Over the past week I have had the opportunity to review advance proofs of the ESV Study Bible that is planned for publication in October of 2008.  Although I have not participated in this project, I have watched it unfold with great interest and anticipation.  From what I have seen so far, I believe it will be the world's best complete single-volume resource for reading, studying, and teaching the Bible.


Some readers will be aware of my enthusiasm for the Reformation Study Bible, especially the edition with the English Standard Version.  "The gold standard for study Bibles," I have called it.  Some will also be aware of my involvement with the Literary Study Bible that Crossway published last fall.  I will continue to recommend both of those resources.  However, the ESV Study Bible includes some of the best features of those study Bibles while at the same time providing a lot more.


Needless to say, the ESV Study Bible features the English Standard Version, which I believe to be the best English Bible translation for family discipleship and church ministry.  Finally the ESV has the full-fledged study Bible that it deserves. 


The ESV Study Bible was produced by a team of leading evangelical scholars--all of them experts in the Bible and its theology, and all of them committed to the inerrancy of Scripture.  The theological orientation of the team is Reformed, with broad representation from institutions across the evangelical landscape.  As one would expect, there is a wealth of grammatical, cultural, theological, historical, and archaeological information in the articles, book introductions, and verse-by-verse notes.


 In addition, there are two excellent features that are absent from most other study Bibles: genre notes highlighting literary features of the Bible (produced by my father, Leland Ryken) and biblical-theological notes showing how the history of redemption finds its fulfillment in the person and work of Jesus Christ (produced by Westminster Seminary's Vern Poythress).  Both of these factors - the literary and the redemptive-historical - are critical for a complete understanding of the Bible, and it is exciting to see them incorporated into this project.

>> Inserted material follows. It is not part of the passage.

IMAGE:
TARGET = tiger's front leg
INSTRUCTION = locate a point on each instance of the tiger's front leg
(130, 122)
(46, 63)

The ESV Study Bible makes a big impact visually.  Exceptional attention has been given to producing new maps, charts, and visual illustrations of places in the Bible.  These stunningly beautiful images will draw readers back to the study Bible again and again, giving them a deeper understanding of the physical geography of the Old and New Testaments.


I look forward to seeing the whole ESV Study Bible when it is finished, and to studying its notes more carefully.  But what I have seen so far leads me to believe that Crossway is producing the apotheosis of the study Bible.